E quando a disputa partidária invade a escola?

Luiz Carlos Castello Branco Rena

Artigo XIX
Todo ser humano tem direito à liberdade de opinião e expressão; este direito inclui a liberdade de, sem interferência, ter opiniões e de procurar, receber e transmitir informações e ideias por quaisquer meios e independentemente de fronteiras.

Artigo XXI
A vontade do povo será a base da autoridade do governo; esta vontade será expressa em eleições periódicas e legítimas, por sufrágio universal, por voto secreto ou processo equivalente que assegure a liberdade de voto.

Nos dias seguintes ao segundo turno das recentes eleições presidenciais, assistimos inúmeros eventos de protesto de uma parcela da população que se recusa a ouvir a voz das urnas. Lideranças e apoiadores do candidato derrotado passaram a mobilizar os seus seguidores para o movimento de bloqueio das principais rodovias do país. O longo silêncio do próprio candidato derrotado foi interpretado como apoio à atitude antidemocrática de recusa dos resultados proclamados na noite do domingo, 30 de outubro.

Uma cena em especial, que viralizou nas redes sociais, chamou a atenção por ter uma escola tradicional como cenário desse gesto de agressão ao candidato eleito e de rejeição das regras do jogo democrático. Um grande contingente de estudantes de Ensino Médio ocupara o pátio central do Colégio Marista de Curitiba, para proferir insultos contra o Presidente eleito e bradar contra a Democracia.

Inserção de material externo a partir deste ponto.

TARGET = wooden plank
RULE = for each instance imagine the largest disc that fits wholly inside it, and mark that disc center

Ao longo da campanha eleitoral foram muitos os relatos de colegas da Educação Infantil e da Educação Básica sobre situações de conflito envolvendo crianças e adolescentes nas Escolas motivadas pela disputa eleitoral. Algumas dessas situações evoluem para violência, refletindo o clima de intolerância e de radicalização evidentes nas famílias e na sociedade.

Os artigos XIX e XXI da DUDH asseguram a todos e todas o direito de organizar e manifestar livremente suas posições políticas-ideológicas sem risco à sua segurança e liberdade. Aqueles e aquelas que viveram os 21 anos da Ditadura Civil-militar (1964-1985) sabem muito bem o que é sobreviver numa sociedade governada pelas forças autoritárias de orientação fascista. Portanto, é preciso reconhecer como saudável esse interesse dos e das estudantes pela disputa partidária. É desejável e muito importante que essa discussão sobre candidaturas incluísse também o debate sobre os modelos de sociedade e de governança que as candidaturas representavam. Fazer do debate eleitoral uma janela de oportunidade para educar para a cidadania, para a consciência de pertença a um povo e uma nação que não se traduza num sentimento patriótico pueril e oportunista.

Num ambiente de muita radicalização e ânimos inflamados a tendência é reprimir e, em alguns casos, punir as crianças e adolescentes que se confrontam, às vezes, de forma pouco civilizada. Como educadores e educadoras precisamos reconhecer que a via da repressão ou da indiferença, deixando acontecer, não são as melhores respostas para o problema. Seria mais ético e pedagogicamente responsável se a Comunidade Escolar se antecipasse aos conflitos e oferecesse momentos de debate sobre as diferentes dimensões do processo eleitoral e de sua função na consolidação da Democracia e do Estado de Direito.

A democracia brasileira é muito jovem e revelou nestes últimos anos uma fragilidade preocupante, bem como é evidente que há segmentos da sociedade brasileira saudosos dos tempos sombrios da Ditadura. Numa sociedade cada vez mais plural, cabe à Escola a tarefa político-pedagógica de oferecer aos estudantes uma formação teórico-prática para a cidadania e para a convivência com os diferentes. É pela via da educação que poderemos fortalecer o projeto de uma sociedade em que adversários não sejam transformados em inimigos e o conflito das ideias não evolua para atos de violência sem limites.

O processo eleitoral se encerrará com a posse do Presidente eleito em 01 de janeiro de 2023. Mas, o processo político de consolidação da Democracia, de fortalecimento das políticas públicas e de formação de sujeitos críticos, autônomos, livres e criativos continua. Cabe a cada educador ou educadora, individualmente ou coletivamente, descobrir o melhor jeito de participar dessa empreitada que é de todos e todas.

Sobre o autor
Luiz é Pedagogo, Mestre em Psicologia Social/UFMG; assessor da Secretaria Municipal de Educação de Contagem; membro do Centro de Defesa dos Direitos Humanos de Betim; coordenador do Projeto Fala Comigo: masculinidades em debate; Diretor da Casulo Oficina de Conhecimento.